Probably the most important one. You really need to weigh up how much paddling time the rock jump is going to save you. If the jump looks sketchy and the paddle out does not look that bad…paddle, unless you are confident.
A safe easy rock jump can turn into a rocky nightmare a few hours later, risk assess it each time.
As you are making your way down to where you jump off point is make sure you know where you are going to run to if a hasty retreat is needed.
A lot of this comes from watching and learning as above. In most cases you want to wait until the biggest set of the day to pass through the lineup and jump after the last set wave…avoiding getting smashed.
Don’t be a lemming
Don’t just jump off a rock at the same time as someone else because they have decided to go…make your own decision. They might completely mistime it.
Onto not into
Almost without exception you want to jump onto the top/back side of a wave so you have a bit of water between you and the rocks below.
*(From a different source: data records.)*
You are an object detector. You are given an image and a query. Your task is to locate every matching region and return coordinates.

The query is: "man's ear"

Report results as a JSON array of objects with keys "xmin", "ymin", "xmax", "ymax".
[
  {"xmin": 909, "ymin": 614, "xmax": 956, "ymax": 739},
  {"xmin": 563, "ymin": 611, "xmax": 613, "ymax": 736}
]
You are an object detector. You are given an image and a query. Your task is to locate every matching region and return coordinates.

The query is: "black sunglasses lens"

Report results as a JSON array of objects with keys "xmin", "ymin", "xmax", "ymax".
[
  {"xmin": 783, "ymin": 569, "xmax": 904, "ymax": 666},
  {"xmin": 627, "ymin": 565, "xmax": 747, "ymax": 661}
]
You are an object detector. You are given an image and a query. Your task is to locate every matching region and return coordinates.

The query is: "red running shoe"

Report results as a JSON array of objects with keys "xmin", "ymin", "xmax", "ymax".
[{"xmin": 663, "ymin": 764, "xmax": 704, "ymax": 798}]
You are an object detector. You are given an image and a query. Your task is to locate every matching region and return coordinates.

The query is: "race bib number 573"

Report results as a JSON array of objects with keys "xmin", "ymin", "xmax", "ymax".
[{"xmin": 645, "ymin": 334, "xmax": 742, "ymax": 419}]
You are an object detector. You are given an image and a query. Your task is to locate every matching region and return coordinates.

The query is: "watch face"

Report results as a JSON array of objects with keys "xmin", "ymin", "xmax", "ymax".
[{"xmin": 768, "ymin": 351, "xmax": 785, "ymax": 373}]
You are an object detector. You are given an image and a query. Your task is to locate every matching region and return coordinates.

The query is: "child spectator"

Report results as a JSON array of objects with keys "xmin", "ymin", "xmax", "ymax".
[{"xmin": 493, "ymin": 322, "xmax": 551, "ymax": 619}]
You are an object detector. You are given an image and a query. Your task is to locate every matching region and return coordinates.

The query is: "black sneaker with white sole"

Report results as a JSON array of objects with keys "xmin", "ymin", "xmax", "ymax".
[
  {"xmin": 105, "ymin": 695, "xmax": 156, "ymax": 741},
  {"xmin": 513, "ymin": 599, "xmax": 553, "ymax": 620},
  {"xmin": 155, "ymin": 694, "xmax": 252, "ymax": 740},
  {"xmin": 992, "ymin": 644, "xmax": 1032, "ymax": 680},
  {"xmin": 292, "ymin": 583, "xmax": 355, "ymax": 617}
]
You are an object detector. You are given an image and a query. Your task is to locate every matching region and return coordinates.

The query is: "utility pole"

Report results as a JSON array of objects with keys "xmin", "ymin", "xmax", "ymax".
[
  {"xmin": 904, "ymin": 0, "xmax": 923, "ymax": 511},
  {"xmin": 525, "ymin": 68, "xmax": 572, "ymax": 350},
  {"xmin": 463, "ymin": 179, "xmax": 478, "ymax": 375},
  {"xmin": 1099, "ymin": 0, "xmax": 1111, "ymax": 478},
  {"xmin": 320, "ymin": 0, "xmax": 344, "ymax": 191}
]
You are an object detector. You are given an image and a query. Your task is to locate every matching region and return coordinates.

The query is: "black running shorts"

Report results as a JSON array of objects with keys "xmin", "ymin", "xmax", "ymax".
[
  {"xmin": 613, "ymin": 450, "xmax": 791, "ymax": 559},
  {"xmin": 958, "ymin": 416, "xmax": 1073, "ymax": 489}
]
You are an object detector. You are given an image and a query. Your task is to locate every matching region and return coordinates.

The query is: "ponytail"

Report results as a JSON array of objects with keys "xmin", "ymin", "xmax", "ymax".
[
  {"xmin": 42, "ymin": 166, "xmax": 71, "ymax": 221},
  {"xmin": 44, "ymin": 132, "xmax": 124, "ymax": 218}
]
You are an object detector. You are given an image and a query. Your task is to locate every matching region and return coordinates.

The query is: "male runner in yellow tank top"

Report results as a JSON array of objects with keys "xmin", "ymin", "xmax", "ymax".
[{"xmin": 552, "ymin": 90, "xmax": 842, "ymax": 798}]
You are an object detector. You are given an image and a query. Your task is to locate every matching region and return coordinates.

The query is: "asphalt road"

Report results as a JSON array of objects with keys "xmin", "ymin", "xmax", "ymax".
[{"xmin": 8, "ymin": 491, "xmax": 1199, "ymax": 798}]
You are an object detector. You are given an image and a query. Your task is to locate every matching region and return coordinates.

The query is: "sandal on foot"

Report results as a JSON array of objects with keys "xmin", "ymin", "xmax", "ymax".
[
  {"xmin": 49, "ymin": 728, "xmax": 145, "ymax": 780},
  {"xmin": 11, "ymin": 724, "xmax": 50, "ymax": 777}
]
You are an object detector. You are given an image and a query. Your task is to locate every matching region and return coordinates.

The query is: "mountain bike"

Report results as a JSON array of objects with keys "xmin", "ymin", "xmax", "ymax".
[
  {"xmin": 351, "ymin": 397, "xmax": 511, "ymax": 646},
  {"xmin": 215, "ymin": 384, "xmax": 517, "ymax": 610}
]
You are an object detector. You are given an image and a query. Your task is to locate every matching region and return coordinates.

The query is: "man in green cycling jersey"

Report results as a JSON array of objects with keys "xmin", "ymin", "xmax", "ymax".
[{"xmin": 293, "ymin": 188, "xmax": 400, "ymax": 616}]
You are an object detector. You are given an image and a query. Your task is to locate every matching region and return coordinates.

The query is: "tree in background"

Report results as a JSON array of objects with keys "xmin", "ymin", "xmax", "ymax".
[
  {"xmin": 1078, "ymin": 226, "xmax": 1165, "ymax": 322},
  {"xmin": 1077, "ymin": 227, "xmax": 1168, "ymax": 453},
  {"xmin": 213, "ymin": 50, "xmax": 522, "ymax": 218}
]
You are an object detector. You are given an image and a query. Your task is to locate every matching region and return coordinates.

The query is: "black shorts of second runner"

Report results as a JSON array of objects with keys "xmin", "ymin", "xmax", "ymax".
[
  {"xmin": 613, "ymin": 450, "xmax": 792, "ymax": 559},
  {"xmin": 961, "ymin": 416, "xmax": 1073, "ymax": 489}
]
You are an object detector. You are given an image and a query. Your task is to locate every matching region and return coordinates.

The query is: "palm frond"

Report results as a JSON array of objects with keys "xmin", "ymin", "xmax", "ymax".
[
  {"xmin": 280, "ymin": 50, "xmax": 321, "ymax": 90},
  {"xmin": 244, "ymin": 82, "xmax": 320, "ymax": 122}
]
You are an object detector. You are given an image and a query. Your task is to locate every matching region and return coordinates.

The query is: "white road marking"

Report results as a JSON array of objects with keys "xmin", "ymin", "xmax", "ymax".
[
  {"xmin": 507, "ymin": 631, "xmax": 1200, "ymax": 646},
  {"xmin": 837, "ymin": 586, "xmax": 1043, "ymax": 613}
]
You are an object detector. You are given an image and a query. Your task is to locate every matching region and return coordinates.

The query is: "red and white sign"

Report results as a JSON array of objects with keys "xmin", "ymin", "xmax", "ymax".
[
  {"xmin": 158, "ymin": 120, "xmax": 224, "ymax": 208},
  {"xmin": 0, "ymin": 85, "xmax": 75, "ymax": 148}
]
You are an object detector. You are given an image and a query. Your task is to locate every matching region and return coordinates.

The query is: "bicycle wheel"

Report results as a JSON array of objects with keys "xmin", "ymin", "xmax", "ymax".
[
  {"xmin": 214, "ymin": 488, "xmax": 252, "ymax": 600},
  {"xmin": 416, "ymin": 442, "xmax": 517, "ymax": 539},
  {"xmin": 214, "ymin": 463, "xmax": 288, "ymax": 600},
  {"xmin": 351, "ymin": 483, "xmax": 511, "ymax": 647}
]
Once you have done all of the above its so important that when you decide its time to go…you commit. Even if you think its going wrong…most of the bad ones I have seen have been when someone is caught in two minds.
I love the excitement of a good sketchy rock jump (when it all goes right) and there is a pretty smug feeling when your sitting out the back, hair still dry, watching other surfers fight their way out through the relentless whitewater or watching the next crop of rock hoppers lining up their jump.